简体   繁体   English

使用python搜索极大的文本文件

[英]using python to search extremely large text file

I have a large 40 million line, 3 gigabyte text file (probably wont be able to fit in memory) in the following format: 我有一个4000万行,3千兆字节的文本文件(可能无法适应内存),格式如下:

399.4540176 {Some other data}
404.498759292 {Some other data}
408.362737492 {Some other data}
412.832976111 {Some other data}
415.70665675 {Some other data}
419.586515381 {Some other data}
427.316825959 {Some other data}
.......

Each line starts off with a number and is followed by some other data. 每行以数字开头,后跟一些其他数据。 The numbers are in sorted order. 数字按排序顺序排列。 I need to be able to: 我需要能够:

  1. Given a number x and and a range y , find all the lines whose number is within y range of x . 给定一个数x和以及一系列y ,发现其数量范围内的所有行y的范围x For example if x=20 and y=5 , I need to find all lines whose number is between 15 and 25 . 例如,如果x=20y=5 ,我需要找到其数量在1525之间的所有行。
  2. Store these lines into another separate file. 将这些行存储到另一个单独的文件中

What would be an efficient method to do this without having to trawl through the entire file? 在不必遍历整个文件的情况下,这样做的有效方法是什么?

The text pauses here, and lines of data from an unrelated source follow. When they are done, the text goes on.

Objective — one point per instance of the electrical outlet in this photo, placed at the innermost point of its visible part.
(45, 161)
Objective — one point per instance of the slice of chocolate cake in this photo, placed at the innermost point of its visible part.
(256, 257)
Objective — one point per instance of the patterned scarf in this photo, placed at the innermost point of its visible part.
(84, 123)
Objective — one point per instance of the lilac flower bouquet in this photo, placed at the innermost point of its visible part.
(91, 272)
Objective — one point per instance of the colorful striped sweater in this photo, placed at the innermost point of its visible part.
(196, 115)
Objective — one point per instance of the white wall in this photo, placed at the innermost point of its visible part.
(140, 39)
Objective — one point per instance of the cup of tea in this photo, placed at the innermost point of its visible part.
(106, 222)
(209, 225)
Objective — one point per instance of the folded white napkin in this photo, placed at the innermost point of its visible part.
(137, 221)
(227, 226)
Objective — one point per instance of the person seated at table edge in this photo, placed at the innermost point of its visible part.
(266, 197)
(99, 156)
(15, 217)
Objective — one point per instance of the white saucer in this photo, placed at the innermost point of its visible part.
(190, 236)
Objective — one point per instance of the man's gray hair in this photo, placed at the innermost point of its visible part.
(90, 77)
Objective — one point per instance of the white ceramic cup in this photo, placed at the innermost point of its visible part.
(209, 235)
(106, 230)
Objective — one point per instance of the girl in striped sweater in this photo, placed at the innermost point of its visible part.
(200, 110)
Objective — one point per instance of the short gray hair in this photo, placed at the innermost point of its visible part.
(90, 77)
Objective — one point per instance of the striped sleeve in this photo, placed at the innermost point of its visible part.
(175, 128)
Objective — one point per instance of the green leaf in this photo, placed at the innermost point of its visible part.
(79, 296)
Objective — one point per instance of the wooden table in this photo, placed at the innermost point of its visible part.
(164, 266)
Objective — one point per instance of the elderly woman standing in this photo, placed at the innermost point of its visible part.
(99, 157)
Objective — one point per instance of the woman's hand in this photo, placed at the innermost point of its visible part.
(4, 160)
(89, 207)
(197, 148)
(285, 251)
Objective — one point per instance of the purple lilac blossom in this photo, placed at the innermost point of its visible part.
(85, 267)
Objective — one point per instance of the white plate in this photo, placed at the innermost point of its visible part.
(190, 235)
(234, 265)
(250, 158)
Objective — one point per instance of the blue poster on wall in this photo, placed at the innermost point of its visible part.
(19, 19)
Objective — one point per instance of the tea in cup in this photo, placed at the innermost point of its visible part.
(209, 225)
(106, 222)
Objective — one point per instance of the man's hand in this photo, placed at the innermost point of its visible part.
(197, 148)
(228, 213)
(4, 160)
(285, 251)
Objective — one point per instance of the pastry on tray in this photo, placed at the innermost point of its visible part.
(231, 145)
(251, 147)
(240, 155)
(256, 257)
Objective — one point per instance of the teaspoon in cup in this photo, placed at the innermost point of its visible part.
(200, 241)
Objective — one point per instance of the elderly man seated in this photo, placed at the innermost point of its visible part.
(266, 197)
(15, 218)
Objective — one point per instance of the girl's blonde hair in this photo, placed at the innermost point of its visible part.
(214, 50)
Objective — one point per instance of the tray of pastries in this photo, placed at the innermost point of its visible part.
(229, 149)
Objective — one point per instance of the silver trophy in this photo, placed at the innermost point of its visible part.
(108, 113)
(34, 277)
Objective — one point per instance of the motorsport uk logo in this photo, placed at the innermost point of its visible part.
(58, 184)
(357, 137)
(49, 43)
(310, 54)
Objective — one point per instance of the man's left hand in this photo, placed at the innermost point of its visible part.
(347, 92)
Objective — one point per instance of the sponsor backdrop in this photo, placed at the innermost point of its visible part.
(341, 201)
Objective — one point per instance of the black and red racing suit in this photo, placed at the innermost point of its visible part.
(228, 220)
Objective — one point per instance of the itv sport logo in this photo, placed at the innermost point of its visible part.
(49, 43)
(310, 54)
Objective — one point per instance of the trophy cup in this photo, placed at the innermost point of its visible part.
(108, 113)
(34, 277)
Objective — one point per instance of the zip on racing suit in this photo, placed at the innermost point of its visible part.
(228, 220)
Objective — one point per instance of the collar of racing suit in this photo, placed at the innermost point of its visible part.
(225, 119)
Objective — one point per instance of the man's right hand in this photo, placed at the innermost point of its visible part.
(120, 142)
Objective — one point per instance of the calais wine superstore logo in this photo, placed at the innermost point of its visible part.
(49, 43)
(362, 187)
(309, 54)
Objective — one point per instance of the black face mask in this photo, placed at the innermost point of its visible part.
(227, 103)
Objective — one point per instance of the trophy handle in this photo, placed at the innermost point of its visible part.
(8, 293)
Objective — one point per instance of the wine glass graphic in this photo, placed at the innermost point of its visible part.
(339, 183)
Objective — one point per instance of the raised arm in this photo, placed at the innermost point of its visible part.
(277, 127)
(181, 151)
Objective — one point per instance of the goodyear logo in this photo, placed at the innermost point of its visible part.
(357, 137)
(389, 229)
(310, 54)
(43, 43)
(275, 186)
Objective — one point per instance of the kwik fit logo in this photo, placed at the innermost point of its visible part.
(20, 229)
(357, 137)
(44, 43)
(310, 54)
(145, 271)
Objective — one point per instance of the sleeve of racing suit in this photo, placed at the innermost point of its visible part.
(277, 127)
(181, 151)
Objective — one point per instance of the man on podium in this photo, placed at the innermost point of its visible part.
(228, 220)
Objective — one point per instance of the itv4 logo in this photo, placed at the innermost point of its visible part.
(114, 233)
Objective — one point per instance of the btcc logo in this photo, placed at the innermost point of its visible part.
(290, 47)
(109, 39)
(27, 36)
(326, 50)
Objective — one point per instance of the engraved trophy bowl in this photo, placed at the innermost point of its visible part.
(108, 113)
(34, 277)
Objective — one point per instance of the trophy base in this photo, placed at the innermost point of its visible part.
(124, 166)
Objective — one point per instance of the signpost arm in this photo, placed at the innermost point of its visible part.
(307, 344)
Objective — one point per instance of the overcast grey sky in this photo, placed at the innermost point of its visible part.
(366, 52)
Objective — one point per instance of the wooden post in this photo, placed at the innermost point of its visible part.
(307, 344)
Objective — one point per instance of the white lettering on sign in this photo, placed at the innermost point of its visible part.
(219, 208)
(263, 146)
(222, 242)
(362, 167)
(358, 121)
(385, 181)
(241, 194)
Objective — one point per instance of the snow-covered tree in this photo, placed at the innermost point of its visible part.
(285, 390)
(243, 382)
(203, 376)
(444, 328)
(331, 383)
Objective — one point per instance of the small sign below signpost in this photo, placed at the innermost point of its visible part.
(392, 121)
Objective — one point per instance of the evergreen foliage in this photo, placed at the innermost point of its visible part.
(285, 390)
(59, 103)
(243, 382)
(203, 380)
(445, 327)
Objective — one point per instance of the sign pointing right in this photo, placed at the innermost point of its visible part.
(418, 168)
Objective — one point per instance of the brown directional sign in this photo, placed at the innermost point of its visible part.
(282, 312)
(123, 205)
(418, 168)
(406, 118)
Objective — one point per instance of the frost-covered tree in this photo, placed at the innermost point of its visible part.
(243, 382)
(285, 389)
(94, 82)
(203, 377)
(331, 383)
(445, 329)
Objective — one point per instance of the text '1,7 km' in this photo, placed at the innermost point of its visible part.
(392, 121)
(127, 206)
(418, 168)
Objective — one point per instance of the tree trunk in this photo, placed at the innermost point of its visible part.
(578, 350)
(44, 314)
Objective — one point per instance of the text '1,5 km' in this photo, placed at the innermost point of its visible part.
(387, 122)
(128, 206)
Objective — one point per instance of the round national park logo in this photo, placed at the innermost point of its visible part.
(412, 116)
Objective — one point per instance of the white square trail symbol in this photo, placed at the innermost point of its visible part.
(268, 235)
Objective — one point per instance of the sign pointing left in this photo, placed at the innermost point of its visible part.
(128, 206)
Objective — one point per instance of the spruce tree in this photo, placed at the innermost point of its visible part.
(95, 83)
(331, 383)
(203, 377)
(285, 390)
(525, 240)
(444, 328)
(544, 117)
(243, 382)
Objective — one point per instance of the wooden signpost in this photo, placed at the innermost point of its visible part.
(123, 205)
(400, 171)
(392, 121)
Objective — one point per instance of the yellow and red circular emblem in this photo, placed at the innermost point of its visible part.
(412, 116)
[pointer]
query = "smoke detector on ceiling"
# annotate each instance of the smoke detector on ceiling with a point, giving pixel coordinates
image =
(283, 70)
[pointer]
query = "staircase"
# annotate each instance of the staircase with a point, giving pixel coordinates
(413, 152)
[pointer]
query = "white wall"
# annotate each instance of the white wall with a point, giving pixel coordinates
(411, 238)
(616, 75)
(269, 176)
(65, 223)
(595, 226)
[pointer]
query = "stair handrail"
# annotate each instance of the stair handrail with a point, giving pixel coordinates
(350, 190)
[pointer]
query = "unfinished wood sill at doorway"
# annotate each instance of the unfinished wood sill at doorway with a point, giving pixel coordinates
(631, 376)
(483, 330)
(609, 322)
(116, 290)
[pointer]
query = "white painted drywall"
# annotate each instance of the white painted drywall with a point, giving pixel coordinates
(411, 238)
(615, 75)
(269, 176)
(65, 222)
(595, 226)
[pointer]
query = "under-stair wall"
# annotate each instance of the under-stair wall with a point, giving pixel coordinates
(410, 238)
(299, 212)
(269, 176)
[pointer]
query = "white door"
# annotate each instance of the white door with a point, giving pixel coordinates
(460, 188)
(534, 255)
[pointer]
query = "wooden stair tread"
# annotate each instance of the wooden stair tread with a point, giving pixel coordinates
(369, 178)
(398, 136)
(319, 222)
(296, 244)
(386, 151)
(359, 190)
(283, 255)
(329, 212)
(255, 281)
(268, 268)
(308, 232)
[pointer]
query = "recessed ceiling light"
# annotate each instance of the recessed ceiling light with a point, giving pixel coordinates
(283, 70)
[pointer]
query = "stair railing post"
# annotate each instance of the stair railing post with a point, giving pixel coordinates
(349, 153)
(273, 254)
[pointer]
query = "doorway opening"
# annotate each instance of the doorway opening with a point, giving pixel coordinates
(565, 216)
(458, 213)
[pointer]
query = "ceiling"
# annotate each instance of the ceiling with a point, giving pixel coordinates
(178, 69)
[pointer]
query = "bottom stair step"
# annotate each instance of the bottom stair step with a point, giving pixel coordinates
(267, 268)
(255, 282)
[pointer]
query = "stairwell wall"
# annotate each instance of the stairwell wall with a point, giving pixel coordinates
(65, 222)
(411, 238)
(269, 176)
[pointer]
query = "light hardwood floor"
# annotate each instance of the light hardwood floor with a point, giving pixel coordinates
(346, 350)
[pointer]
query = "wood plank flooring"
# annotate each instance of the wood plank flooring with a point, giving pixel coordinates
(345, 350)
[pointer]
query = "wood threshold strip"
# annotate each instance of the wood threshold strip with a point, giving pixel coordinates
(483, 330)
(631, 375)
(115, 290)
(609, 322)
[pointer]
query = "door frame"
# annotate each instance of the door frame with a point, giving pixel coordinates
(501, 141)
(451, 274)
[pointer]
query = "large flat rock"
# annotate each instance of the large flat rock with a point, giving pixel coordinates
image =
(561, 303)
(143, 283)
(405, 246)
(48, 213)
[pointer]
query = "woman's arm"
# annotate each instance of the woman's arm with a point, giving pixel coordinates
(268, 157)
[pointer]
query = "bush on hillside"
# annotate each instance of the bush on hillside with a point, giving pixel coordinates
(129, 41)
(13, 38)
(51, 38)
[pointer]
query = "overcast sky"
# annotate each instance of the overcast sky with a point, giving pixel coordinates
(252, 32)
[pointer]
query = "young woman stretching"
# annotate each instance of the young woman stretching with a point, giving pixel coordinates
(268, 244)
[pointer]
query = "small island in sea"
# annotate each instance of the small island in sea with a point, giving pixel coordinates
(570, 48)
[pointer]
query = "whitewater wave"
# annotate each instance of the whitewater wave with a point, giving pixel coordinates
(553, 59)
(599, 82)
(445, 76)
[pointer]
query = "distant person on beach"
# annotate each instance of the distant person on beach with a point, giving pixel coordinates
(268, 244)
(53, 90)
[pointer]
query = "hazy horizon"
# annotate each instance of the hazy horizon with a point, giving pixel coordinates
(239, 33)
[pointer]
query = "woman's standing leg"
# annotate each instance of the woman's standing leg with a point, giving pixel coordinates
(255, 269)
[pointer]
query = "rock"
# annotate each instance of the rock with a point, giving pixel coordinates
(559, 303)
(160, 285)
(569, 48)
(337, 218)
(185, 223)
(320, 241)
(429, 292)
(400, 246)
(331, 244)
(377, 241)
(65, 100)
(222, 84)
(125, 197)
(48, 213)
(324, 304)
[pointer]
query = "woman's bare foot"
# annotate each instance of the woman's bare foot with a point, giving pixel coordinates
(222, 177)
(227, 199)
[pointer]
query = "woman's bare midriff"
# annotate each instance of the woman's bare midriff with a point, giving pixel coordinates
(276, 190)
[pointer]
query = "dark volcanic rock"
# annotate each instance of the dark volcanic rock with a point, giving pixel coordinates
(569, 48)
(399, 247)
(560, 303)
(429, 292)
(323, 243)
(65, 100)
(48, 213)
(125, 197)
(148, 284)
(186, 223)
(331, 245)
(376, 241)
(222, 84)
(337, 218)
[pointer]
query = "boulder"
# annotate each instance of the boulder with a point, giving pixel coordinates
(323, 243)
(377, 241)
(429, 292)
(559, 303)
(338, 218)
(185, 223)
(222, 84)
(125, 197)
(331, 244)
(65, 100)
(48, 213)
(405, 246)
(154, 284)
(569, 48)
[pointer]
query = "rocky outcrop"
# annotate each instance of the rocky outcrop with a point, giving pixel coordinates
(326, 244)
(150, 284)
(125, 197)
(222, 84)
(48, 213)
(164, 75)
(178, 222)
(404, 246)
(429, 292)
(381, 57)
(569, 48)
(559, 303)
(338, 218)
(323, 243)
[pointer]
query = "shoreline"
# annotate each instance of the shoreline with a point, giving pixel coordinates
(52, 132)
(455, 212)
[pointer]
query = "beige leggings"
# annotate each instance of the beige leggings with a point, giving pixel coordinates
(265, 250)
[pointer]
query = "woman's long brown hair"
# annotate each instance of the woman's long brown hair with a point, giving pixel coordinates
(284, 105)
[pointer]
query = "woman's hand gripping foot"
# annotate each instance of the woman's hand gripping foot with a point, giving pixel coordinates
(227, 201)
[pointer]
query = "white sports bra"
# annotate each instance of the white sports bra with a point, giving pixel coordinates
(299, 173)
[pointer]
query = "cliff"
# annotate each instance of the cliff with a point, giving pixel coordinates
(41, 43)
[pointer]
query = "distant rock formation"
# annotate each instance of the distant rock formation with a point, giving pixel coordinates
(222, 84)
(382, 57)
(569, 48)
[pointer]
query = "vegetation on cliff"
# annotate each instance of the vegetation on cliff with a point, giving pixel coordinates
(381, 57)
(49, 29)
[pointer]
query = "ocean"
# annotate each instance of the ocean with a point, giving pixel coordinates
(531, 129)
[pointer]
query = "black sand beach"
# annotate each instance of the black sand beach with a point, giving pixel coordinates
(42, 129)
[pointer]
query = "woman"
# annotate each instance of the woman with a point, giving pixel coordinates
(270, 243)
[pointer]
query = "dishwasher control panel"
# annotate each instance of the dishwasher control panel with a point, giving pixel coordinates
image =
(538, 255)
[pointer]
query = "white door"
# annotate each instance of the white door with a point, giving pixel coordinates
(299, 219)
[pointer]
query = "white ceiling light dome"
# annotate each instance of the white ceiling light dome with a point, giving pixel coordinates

If you don't want to generate a database ahead of time for line lengths, you can try this: 如果您不想提前为行长度生成数据库,可以尝试这样做:

import os
import sys

# Configuration, change these to suit your needs
maxRowOffset = 100  #increase this if some lines are being missed
fileName = 'longFile.txt'
x = 2000
y = 25

#seek to first character c before the current position
def seekTo(f,c):
    while f.read(1) != c:
        f.seek(-2,1)

def parseRow(row):
    return (int(row.split(None,1)[0]),row)

minRow = x - y
maxRow = x + y
step = os.path.getsize(fileName)/2.
with open(fileName,'r') as f:
    while True:
        f.seek(int(step),1)
        seekTo(f,'\n')
        row = parseRow(f.readline())
        if row[0] < minRow:
            if minRow - row[0] < maxRowOffset:
                with open('outputFile.txt','w') as fo:
                    for row in f:
                        row = parseRow(row)
                        if row[0] > maxRow:
                            sys.exit()
                        if row[0] >= minRow:
                            fo.write(row[1])
            else:
                step /= 2.
                step = step * -1 if step < 0 else step
        else:
            step /= 2.
            step = step * -1 if step > 0 else step

It starts by performing a binary search on the file until it is near (less than maxRowOffset ) the row to find. 它首先对文件执行二进制搜索,直到它接近(小于maxRowOffset )要查找的行。 Then it starts reading every line until it finds one that is greater than xy . 然后它开始读取每一行,直到找到一个大于xy That line, and every line after it are written to an output file until a line is found that is greater than x+y , and which point the program exits. 该行以及它之后的每一行都被写入输出文件,直到找到大于x+y ,以及程序退出的那一行。

I tested this on a 1,000,000 line file and it runs in 0.05 seconds. 我在1,000,000行文件上对此进行了测试,并在0.05秒内运行。 Compare this to reading every line which took 3.8 seconds. 相比之下,读取每条花了3.8秒。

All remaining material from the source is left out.